I'm absolutely no expert here but if only one battery shuts down it sounds like the battery is the problem. If both batteries were balanced properly this should not be happening but maybe someone else on this thread is better informed. As far as the Solar Assistant, while it does appear to be a great package i ended up not buying it. It is produced in South Africa and me being in the States made it a bit pricey to have the full system mailed. The download option is much cheaper (obviously) but then I'd have to buy the raspberry Pi, etc. So, instead i just used the Watch Power software that came with the inverter. Yes, it is quirky but you can export the graph data as an Excel friendly file. I have MS Office so i imported it into Excel and then was able to evaluate the data.

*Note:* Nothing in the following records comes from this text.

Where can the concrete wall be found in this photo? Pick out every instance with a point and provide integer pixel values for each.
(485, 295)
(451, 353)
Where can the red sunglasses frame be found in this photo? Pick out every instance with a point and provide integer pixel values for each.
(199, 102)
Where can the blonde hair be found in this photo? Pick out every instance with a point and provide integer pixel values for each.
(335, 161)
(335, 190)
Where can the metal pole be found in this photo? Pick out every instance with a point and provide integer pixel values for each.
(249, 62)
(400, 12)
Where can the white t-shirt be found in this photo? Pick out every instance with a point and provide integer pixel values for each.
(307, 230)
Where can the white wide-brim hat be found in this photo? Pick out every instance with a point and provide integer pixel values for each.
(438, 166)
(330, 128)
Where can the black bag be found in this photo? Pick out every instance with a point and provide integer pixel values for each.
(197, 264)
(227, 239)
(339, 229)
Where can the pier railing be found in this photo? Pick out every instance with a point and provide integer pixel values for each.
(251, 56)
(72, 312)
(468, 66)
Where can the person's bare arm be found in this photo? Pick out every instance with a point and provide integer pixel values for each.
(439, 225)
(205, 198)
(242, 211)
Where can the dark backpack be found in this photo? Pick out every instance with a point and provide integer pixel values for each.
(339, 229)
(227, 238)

Thanx. The batteries are SOK. A quality brand, fairly new. They say the battery is operating normally. The batteries started out fully charged and balanced. Since they are connected in series to get 24v it is impractical to check individual voltages regularly I got PVKeeper (then 2.0) with my GROWATT. They work Ok for changing settings and a quick status check but crash a lot so they are not too useful for data logging. I played around with unit's settings and it seems to be working. Best guess is the settings didn't work with the reduced winter sunshine.
 
For you folks putting 2 12v batteries in series to get 24v (nominal) and having power shutting down to the inverter because 1 battery went low, have you considered using this item?:

Hey GOR,
Have you used that particular product.
As my build progresses I will probably be scratching my head over similar issues. It would be great to know how to deal with the problem when it arises.
Thanks for the link. (y)
 
Hey GOR,
Have you used that particular product.
As my build progresses I will probably be scratching my head over similar issues. It would be great to know how to deal with the problem when it arises.
Thanks for the link. (y)
No, I haven't. I'm still operating with 12V components (batteries & inverters). I brought it up because, I too am still in the "head scratching" phase of upgrading to higher voltage components. This device seems to address the issue of one BMS shutting down the output of both batteries (or input in the case of charging), but does not work to equalize SOC of the 2 batteries in series because voltage is a poor analog for SOC in LFP batteries (except at the extremes).